Barbara Diamond Obstgarten,
Port Jefferson Station
Listening to someone complain about COVID-19 fatigue is like listening to a smoker complain about his or her breathing problems while still refusing to quit smoking and making the necessary changes. Bottom line: If we want our lives to get back to normal, everyone must participate in whatever restrictions there are, regardless of political ideology. Otherwise, we’re like a bunch of hamsters running on a wheel and getting nowhere fast.
Shame on both parties for not coming together to fight this coronavirus. It’s mind-boggling that a pandemic can’t bring these "children" together. They fight each other on everything. Each party has a better plan, a better way. This goes on at every level of government, and costs taxpayers millions, if not billions, of dollars, while they sue each other, accomplishing nothing. Maybe the two-party system has outlived its effectiveness. I don’t know how to fix it, but this can’t continue forever.
I totally agree with Stephen Casey’s letter "Mask needs to cover both nose and mouth" [Just Sayin’, Nov. 14]. I also see people not wearing masks properly, and the science journal Cell reported that the nose has more COVID-19 germs than the mouth. I have been advised to keep my distance and have tried, but it isn’t right when people like me listen to instructions and others don’t. It has also been suggested that if we see a mask isn’t worn properly to tell someone in authority, which I have done to avoid starting an argument.
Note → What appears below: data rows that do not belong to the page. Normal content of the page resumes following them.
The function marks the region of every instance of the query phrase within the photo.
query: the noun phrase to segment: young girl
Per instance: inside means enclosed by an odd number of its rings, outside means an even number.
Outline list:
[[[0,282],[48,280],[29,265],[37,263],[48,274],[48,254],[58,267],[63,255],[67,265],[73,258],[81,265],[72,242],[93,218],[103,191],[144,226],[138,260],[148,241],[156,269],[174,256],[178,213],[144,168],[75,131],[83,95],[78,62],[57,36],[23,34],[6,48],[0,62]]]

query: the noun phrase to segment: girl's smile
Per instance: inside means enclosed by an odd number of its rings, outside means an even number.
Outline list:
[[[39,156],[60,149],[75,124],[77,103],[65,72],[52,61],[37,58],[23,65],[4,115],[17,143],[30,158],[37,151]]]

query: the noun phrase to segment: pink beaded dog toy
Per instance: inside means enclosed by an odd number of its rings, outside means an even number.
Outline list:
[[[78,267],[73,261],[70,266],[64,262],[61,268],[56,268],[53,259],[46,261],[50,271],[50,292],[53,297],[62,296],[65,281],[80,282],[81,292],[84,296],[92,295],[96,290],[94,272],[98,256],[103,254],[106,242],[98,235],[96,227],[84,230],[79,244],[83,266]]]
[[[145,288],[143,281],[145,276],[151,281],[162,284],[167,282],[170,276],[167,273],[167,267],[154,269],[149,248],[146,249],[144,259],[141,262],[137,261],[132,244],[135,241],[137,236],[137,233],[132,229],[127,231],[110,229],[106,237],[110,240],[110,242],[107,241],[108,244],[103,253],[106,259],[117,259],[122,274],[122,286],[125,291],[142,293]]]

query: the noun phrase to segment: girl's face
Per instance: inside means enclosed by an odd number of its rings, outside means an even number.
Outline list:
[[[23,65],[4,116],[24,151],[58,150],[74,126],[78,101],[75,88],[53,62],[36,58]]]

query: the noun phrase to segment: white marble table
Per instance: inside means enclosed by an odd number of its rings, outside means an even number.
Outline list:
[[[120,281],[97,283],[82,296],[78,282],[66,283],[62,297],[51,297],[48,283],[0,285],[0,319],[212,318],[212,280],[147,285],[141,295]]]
New LIPA plan will raise rates
The article "New LIPA rate plan could reduce bills" [News, Nov. 12] is, to me, just another way to hike rates. A fee for using excess electricity — really? What else are Long Islanders going to be asked to be burdened with? How many of us are working from home now? How many students are e-learning at home? By working and learning at home, more people were home during this hot summer and more will be home for the upcoming winter and possible shutdown. Sure, we’re using more electricity. Now, the Long Island Power Authority and PSEG Long Island want to take advantage and burden Long Islanders with another fee. Just punch me in the stomach already! What else can happen this year?
NUMC exec’s salary higher than necessary
A salary of $475,000 for a medical center’s chief operating officer ["NUMC exec’s $475G salary approved," News, Nov. 17]? I hope he can cure cancer for that salary. Otherwise, I feel it’s a waste of taxpayer money because I don’t believe he will accomplish anything more than his predecessors — except make a lot more money.
Kudos for story on Native Americans
Bravo! Excellent reporting and writing in LI Life’s cover story about Long Island’s Native Americans ["Celebrating heritage," Nov. 15]. Please continue to highlight them and other cultural groups. The public needs to see their contributions and growth in improving their community’s problems. I was a teacher in Southampton schools for 27 years and am thrilled to see this type of reporting. Native Americans here are to be treasured for their talents and efforts.